Ningún conocido quería cuidarlo durante un fin de semana o unos pocos días, por lo que mis vacaciones debía pasarlas donde fuera, acompañado de la diabólica criatura. Gritaba y chillaba imitando las voces de una mujer o un niño, según le apetecía, pidiendo socorro. Durábamos poco en cualquier camping u hotel. Siempre estaba vigilándome, acosándome. Pensé que me iba a volver loco.



Esta noche me ha arrojado un pisapapeles a la cabeza, con la clara intención de machacarme y este hecho ha sido la gota que colma el vaso. He acechado sus movimientos desde un armario donde me he escondido. Cosa rara, no se ha dado cuenta. Le he visto posarse en el brazo del sofá, su lugar favorito, y se ha quedado dormido. He tardado más de treinta minutos en acercarme a él sin emitir el menor sonido y lo he estrangulado. El fino cuello ha crujido entre mis dedos. Soy libre al fin, pero el precio es demasiado alto porque me invade la pena. Una cosa es cierta, en este periodo de tiempo no he pensado en la soledad ni una sola vez, y ahora ha vuelto mezclada con culpabilidad.

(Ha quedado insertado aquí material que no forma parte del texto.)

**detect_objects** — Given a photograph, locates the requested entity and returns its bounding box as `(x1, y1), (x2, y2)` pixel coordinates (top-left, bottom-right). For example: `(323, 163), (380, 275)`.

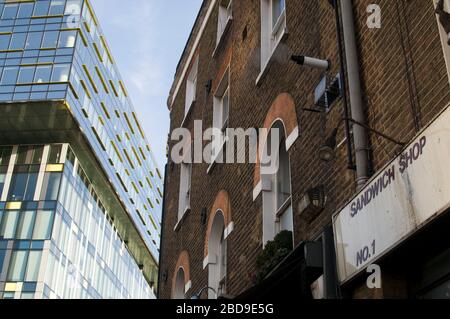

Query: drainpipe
(339, 0), (369, 190)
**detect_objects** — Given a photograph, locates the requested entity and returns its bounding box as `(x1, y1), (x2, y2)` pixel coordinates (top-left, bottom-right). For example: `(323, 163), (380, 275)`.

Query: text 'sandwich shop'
(333, 107), (450, 298)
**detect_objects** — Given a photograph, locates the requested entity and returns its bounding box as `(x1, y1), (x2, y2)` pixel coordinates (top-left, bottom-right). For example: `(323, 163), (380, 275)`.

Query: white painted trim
(33, 145), (50, 202)
(203, 256), (209, 269)
(286, 126), (300, 151)
(170, 0), (217, 109)
(0, 145), (19, 202)
(223, 222), (234, 239)
(59, 144), (69, 164)
(184, 280), (192, 293)
(253, 179), (262, 201)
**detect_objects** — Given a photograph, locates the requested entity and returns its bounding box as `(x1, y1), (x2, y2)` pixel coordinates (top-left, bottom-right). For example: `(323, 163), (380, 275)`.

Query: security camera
(291, 55), (331, 71)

Por increíble que parezca el loro no ha muerto. Creí haberlo estrangulado pero mientras pensaba, perdido en mil recuerdos, le he estado acariciando el pecho, o sea, que le he hecho un masaje cardíaco en toda regla. Ha vuelto en sí y al abrir los ojos he visto en ellos algo que antes no estaba, una mirada de amabilidad, de puro agradecimiento por la nueva oportunidad. No parecía el mismo, aunque su plumaje turquesa brillaba igual que siempre.

Durante unos días se ha mostrado sumiso y silencioso, saludándome con vaivenes de la testa cuando me acercaba a su jaula. Hoy ha salido de la jaula y me ha traído las zapatillas, primero una y luego la otra, emitiendo unos alegres ladridos. Luego se ha sentado a mi lado y ha estado dándome conversación durante unos minutos, antes de que empezara mi serie favorita. Tendré que acostumbrarme a su nueva faceta. Este pájaro es una caja de sorpresas. Me alegro, al fin, de no estar solo.